Cat in the Hat, Joe Biden I am, Green Eggs and Ham – Maybe this is now our national dialogue. Untruths replace truth, genders and borders vanquished, parents, churches, and pro-lifers pursued as terrorists, Communist China our friend, cabinet members blunder with impunity, more interest in Ukraine than unity, illegals and criminals outranking citizens and kids dying of overdoses.
Sometimes, the only way to make a point is parody, which becomes harder when the subject regularly roasts himself. But we seem to be here. We have a chief executive and second in command unable to talk truth, sometimes unable to talk at all, slurring, stumbling, forgetting, remembering people not there, facts that did not happen, or just giggling. We are in a world of wonder, honest hurt, leaders of the country mocked internationally, open objects of derision.
How do you get at something like that? Say anything new, help people see the folly, and then start planning for ways to get beyond this precarious state of continuing national nonsense? Maybe Dr. Seuss, who would have made a good White House doctor, can help…
Okay…so, here we go. Just…Gimme the Springtime Shimmy, Electric Slide, or Republican Rag, but please don’t make me do the Biden Shuffle! Oh yeah, watch out, watch your wallet, car and gas, watch your pension, six, and ask – Is this real? Is the Shuffle catching on, becoming a riot, do we see a rash – like the old “Monster Mash?” Is the newest thing on all college campuses to yawn and slouch, mumble and muffle, then stretch and do the Biden Shuffle?
Can it be that, instead of gowns and miniskirts, scholars, athletes, and muscle cars, Jitterbug, Twist, and Beatles, we have anti-gas and anti-girl fanatics, trans fans, fentanyl, and needles? Does this Biden business, slide to the left and Marxist muck – constitute culture theft? Is it a midnight heist, a coordinated caper, like hiding all that classified paper?
Is it catching, should I wear a mask, does it come from China, dare I ask? Oh my, who would have thought this nonsense caught? What a mess, all these turns, and what a kerfuffle this Biden Shuffle!
But wait, hang on, there is breaking news, something special on which to muse. Photos of a suit and tie, cheerfully waving hi, strolling a war zone, caught by Iran’s drone; it looks like a shuffling buffoon, quick check the Chinese balloon. Yes, that is it, something wild and crazy, makes you stamp your feet and give up lazy!

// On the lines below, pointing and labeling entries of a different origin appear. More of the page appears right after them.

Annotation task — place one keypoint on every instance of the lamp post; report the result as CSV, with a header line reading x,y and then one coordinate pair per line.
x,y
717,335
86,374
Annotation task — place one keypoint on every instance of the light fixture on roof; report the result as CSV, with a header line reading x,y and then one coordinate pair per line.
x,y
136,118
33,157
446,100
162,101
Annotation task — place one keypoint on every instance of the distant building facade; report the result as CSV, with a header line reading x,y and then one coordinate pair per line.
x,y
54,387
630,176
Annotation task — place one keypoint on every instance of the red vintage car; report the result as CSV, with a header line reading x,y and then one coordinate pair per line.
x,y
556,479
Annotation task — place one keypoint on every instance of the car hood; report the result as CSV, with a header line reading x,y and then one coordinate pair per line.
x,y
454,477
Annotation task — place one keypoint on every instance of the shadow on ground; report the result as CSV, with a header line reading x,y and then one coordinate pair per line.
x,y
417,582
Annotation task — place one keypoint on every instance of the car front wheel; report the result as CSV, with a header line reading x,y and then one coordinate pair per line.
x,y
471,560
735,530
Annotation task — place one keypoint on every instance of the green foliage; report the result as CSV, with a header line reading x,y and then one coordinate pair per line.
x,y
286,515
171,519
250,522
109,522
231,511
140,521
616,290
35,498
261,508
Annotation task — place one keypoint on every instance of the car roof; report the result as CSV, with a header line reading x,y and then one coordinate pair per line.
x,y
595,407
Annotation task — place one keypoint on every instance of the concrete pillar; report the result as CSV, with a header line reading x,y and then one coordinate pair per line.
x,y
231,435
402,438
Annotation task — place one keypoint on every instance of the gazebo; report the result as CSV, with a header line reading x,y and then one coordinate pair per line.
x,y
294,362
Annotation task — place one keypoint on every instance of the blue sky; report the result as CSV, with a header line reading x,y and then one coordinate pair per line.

It is the missing president, and so much anticipation, with the missing Secretary of Transportation! What is this? Is it true, more to embarrass? Vice President Harris? She is giggling and talking about order, on the lookout for a border. And there is the Secretary of State – just when you thought he played hooky he shows up with a fortune cookie!
But why are they all in Ukraine, doing the Shuffle? This is insane, we have an exploded, derailed, American train, Americans who cannot drink water, get food or oil, cascading turmoil. But maybe that is the point, get out of Dodge, escape the crazy craze, take the Biden Shuffle to another place.
Maybe the thing is not so cool, and kids will go back to school. I guess we will see, but as for me, I am easy to please, give me the “Monster Mash” and four wheels with keys. Gimme the Springtime Shimmy, Electric Slide, or Republican Rag, but please not the Biden Shuffle! Just hand me a volume if you can, of Joe I Am, or Green Eggs and Ham! If fact is fiction, and fiction is fact, that is – alas – the way I will act.
Robert Charles is a former Assistant Secretary of State under Colin Powell, former Reagan and Bush 41 White House staffer, attorney, and naval intelligence officer (USNR). He wrote “Narcotics and Terrorism” (2003), “Eagles and Evergreens” (2018), and is National Spokesman for AMAC.